February 21, 2020
What to Expect This Year: New AAPA President Outlines Priorities
OTP, Constituent Organizations, Telemedicine, Family Practice and Advocacy Top List
July 1, 2019
AAPA recently had the opportunity to interview new AAPA President Dave Mittman about the coming year. Here are his thoughts about what’s ahead for the organization and profession.
Q. As you begin your year as AAPA President, what are you most excited about?
A. Building on our positive momentum, we have much to be excited about. We will support states going for Optimal Team Practice (OTP). We will be hearing about and studying how to implement a new title. Given the chance, we should get more traction on a direct reimbursement bill in Congress. And I will appoint three ad hoc committees. One will look at virtual health care/telemedicine and our place in it; another will study how to increase our future in primary care; and a third committee will be tasked with moving us forward in the field of psychiatry/mental health. Also, we hope to hold meetings with medical, physician and consumer groups like the American Association of Nurse Practitioners (AANP) and AARP.
Q. What kind of progress do you hope we can make on OTP at the state level?
A. We need to look at OTP from where each state is currently.
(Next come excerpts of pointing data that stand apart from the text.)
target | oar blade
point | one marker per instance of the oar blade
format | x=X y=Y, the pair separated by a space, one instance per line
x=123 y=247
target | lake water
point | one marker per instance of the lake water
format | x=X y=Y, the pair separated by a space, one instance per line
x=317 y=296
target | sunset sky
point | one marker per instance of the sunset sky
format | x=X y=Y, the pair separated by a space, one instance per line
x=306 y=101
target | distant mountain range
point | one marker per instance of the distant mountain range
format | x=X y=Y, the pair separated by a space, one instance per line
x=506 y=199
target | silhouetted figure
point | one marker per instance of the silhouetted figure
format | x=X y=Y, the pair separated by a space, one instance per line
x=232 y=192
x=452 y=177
I believe that every state should be planning for OTP legislation. For some, it might be a few years away and for others, possibly this year. We need to explain to our members that OTP is about what every other profession has – acknowledgement of our responsibility for the care we provide and regulation of our own profession. We need to remove barriers that hinder our ability to provide care to our patients. We should also meet with physician and advance practice registered nurse (APRN) stakeholders in our states to better understand each other, talk about what we have in common, and look at the areas in which we can work together.
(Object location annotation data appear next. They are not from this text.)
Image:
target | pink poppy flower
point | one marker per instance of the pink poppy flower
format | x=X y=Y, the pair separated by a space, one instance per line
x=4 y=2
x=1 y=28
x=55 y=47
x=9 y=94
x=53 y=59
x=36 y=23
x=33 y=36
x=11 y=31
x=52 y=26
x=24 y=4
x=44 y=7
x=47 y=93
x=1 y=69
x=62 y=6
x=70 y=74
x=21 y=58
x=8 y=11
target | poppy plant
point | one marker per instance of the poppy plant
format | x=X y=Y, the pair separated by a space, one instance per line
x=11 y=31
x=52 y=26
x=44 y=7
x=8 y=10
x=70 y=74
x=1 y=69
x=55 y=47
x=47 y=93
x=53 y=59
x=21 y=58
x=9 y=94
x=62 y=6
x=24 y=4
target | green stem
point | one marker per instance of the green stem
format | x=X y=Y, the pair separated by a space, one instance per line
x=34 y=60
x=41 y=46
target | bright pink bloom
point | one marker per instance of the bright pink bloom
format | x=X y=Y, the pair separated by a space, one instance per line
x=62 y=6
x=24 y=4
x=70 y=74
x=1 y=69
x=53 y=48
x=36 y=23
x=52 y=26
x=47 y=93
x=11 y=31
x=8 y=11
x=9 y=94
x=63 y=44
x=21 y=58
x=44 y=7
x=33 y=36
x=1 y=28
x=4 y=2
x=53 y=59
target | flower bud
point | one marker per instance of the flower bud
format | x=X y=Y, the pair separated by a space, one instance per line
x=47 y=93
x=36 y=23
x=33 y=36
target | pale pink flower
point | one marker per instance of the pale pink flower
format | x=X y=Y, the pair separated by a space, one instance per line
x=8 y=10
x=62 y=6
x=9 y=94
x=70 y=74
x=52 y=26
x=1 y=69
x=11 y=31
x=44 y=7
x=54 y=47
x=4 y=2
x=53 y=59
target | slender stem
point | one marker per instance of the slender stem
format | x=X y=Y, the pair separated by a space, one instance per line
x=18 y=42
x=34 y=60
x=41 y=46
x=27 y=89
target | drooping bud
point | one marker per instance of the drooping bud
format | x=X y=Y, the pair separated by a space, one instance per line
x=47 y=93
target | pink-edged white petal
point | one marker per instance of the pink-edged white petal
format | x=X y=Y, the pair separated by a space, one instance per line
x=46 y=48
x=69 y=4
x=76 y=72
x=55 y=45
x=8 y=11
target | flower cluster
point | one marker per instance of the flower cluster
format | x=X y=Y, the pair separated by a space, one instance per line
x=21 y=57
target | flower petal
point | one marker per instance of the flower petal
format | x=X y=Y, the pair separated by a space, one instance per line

Q. What is the best way to educate payers and insurers about the disparities that PAs experience in direct payment and transparency in billing?
A. Right now, PAs are the only health profession authorized to bill Medicare, but unable to receive reimbursement directly. This restriction can limit PA employability with staffing companies and certain group medical practices. There is currently direct pay legislation pending in Congress and we are hopeful we can see some movement on this bill this year.
We’re also working for improved transparency for PAs and patients. For example, in certain situations under Medicare PAs have to bill their services under the name of the physician. Medicare can’t tell what percentage of care is delivered by PAs versus physicians. We believe it’s very important for patients and the public to know who is doing what.
Q. Regarding the Title Change Investigation, why do you think this project is so important right now? How will WPP do its work in the coming year to come up with the branding strategy and possible titles?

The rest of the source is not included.